Felix. Babam. Kardeşlerim arasında ona bir tek ben benziyordum evet. Peki bu müdür bozuntusu babamı nereden tanıyor?

Biyoloji sınıfına doğru ilerledim. Sınıfta boş bir yer ararken en arkadan kızın biri bana el salladı. Normal olarak herkes bana bakıyordu. Daha fazla beklemedim ve gidip sarı saçlı güzel kızın yanına oturdum. Gözlerine uzun süre bakınca bana birini anımsatmıştı. Peki ama kimi?

"Ayakkabılarını sevdim, ben Ashley. Arkadaş olabiliriz?"

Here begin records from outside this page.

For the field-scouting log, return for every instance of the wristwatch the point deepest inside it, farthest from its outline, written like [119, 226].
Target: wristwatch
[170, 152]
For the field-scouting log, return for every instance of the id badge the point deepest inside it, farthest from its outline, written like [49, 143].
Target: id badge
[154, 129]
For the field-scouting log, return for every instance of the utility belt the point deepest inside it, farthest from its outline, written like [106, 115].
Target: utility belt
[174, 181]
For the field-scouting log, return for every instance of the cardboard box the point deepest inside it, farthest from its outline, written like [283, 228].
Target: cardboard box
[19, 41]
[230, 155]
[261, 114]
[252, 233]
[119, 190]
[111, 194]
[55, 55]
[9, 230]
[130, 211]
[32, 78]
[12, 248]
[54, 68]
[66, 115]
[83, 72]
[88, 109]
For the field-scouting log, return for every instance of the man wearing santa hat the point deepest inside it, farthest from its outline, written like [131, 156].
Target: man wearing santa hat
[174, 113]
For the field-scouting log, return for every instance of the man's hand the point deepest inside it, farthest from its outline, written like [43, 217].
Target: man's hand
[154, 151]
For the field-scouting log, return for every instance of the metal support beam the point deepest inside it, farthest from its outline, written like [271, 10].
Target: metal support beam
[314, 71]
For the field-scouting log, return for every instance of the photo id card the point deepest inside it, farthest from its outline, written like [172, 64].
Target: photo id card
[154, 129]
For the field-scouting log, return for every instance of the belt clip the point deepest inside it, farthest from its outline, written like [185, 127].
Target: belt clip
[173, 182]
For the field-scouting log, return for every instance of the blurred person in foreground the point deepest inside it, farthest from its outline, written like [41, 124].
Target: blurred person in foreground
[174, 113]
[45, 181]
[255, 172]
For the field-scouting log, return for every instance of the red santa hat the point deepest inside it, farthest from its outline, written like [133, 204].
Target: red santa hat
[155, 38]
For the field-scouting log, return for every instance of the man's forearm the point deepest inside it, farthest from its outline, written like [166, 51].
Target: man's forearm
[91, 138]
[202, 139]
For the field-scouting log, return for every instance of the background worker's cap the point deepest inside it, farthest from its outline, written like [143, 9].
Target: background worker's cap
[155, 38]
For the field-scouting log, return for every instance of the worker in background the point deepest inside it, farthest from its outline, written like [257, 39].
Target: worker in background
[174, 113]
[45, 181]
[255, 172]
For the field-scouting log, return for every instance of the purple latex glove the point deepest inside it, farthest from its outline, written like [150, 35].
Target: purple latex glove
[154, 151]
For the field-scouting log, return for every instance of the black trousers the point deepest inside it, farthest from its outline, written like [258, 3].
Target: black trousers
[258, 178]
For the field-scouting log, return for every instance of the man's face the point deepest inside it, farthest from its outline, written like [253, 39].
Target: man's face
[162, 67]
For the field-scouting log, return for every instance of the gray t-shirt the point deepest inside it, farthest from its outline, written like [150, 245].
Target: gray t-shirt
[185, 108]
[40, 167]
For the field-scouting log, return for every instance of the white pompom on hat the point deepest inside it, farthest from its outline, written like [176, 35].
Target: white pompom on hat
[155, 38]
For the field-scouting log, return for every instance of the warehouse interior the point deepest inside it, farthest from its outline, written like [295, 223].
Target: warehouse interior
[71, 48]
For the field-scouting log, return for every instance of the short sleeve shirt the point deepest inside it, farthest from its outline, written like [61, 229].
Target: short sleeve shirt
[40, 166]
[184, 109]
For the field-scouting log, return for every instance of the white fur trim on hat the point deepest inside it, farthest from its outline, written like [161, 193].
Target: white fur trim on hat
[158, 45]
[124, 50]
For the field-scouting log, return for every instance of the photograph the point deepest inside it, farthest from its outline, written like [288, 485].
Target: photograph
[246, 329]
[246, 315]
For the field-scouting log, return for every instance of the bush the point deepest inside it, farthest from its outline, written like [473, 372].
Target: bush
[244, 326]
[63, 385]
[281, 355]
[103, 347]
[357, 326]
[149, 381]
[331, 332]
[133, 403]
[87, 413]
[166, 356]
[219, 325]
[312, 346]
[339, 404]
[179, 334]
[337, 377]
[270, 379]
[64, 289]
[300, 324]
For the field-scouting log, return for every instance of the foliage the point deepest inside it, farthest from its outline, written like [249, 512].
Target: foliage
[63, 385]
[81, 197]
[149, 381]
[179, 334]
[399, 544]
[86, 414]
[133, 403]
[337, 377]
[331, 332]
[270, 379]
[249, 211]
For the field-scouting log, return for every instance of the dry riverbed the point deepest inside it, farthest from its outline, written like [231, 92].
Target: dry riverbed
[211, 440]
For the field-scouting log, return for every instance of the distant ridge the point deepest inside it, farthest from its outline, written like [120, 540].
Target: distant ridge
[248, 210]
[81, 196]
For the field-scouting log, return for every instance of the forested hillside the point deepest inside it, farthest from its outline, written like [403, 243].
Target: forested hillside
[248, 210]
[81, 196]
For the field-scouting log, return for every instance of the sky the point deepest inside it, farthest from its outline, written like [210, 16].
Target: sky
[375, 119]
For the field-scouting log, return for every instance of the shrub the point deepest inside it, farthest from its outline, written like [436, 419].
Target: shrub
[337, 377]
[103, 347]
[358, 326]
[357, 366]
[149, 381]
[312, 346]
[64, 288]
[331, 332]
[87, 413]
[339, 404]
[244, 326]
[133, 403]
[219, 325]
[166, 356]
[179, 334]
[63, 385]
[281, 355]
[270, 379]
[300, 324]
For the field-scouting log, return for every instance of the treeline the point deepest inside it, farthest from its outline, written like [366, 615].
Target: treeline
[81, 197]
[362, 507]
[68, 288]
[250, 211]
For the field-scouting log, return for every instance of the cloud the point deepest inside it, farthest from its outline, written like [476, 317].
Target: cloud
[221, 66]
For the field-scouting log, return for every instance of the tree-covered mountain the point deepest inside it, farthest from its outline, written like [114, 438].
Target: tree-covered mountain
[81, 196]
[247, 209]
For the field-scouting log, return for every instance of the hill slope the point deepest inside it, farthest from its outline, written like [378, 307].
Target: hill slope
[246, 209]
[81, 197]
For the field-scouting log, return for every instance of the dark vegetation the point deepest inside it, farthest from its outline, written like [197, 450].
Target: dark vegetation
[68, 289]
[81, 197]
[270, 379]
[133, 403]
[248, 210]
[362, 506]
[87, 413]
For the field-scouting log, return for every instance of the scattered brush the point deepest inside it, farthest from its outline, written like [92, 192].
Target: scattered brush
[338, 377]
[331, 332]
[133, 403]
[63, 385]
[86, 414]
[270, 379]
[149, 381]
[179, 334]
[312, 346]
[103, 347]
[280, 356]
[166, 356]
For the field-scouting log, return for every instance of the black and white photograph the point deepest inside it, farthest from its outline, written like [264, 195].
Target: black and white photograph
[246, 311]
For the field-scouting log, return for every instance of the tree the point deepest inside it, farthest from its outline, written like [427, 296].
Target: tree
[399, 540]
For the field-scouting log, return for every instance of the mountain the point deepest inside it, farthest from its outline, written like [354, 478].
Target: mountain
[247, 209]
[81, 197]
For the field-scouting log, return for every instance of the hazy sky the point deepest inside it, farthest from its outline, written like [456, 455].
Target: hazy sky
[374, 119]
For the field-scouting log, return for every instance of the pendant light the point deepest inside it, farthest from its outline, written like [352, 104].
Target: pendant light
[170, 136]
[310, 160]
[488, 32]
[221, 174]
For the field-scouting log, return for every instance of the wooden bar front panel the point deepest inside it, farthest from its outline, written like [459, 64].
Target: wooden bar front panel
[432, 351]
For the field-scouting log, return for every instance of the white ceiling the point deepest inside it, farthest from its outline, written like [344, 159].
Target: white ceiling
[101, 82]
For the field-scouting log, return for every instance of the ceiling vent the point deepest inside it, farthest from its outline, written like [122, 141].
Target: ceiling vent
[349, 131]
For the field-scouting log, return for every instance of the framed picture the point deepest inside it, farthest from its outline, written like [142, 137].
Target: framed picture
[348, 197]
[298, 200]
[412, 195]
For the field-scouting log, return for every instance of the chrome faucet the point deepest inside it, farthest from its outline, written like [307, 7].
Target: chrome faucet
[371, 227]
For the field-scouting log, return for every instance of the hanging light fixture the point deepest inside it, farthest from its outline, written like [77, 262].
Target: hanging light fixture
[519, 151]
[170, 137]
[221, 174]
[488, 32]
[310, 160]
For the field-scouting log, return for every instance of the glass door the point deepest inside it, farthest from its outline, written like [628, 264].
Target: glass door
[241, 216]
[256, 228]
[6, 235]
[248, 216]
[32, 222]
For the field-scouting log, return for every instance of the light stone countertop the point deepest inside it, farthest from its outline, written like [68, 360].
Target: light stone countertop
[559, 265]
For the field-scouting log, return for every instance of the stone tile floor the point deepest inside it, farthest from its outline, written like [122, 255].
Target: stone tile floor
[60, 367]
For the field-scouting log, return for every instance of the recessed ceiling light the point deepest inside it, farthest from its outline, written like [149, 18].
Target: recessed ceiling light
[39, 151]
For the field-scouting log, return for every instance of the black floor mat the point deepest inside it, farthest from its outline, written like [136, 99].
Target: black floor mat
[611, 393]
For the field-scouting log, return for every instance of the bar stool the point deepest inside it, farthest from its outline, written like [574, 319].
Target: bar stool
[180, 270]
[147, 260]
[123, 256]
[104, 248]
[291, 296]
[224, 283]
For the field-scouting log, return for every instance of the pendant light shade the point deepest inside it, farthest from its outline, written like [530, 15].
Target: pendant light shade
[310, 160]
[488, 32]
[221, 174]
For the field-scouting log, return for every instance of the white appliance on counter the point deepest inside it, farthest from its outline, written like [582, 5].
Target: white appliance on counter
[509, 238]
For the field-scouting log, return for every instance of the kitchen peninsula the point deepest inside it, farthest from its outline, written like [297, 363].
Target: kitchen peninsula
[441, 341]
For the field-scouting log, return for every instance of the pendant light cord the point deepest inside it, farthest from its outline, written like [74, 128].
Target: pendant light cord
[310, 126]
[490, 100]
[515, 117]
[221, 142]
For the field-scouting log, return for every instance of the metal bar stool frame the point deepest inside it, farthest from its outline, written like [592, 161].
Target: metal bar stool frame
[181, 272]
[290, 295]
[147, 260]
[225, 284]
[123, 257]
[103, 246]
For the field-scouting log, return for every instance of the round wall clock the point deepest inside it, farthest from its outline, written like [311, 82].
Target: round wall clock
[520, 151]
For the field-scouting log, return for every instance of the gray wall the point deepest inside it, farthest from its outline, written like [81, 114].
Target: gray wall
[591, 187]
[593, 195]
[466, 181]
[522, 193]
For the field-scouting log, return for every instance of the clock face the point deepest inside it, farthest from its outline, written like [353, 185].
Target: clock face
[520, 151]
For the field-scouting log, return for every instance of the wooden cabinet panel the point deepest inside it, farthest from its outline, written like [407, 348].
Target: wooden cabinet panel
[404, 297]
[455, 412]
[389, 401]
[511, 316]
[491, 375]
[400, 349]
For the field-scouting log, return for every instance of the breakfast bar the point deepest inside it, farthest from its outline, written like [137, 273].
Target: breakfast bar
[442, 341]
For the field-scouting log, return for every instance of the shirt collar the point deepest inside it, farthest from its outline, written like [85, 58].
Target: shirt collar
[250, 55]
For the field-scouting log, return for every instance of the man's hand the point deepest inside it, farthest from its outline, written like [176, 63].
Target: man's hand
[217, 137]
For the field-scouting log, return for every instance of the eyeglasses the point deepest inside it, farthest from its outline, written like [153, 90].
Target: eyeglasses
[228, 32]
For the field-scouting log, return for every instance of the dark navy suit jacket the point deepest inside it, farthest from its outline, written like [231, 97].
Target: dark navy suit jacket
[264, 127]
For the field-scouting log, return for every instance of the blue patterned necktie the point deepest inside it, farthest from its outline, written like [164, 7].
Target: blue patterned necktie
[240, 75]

Gülümseyerek kafamı salladım.

Bu ayakkabıların güzel birer hatırası vardı. Benim converslerim mordu. Rosa'nınkiler sarı. Ve sağ teklerini değiş tokuş yapmıştık. Böylece uyumsuz farklı iki renk bir çift ayakkabıda buluşmuştu. Iyi de Ashley bunu nasıl gördü? Upuzun siyah feracemin altından görünmüyor sanmıştım. Demekki keskin gözleri vardı.

***

Evin kapısını anahtarla açtım. Telefonum titredi. Koltuğa oturdum. Ahh! Allahım. Yokuş yukarı çıkmak beni çok yormuştu. Okul zaten kasvetliydi. Telefonumu açtım.
"Teddy'yi biz alacağız."
Hayır bunu okumuştum.
"Biz gelene kadar bir yemek yap lütfen."

Zaten bende acıkmıştım. Tam işe koyuluyordumki buzdolabının üstünde bir not gördüm. Krem rengi bir kağıdın üstüne kırmızı pilot kalemle yazılmıştı. Okuyunca tüylerim ürpermişti.

-Evimden defolun
                 Rondomby-

Allahım. Neler oluyor?? Ted. Gerçekten birini görmüş müydü?

***

Er-Rezzak; yaratılmışlara faydalanılacak nimetleri ihsan eden...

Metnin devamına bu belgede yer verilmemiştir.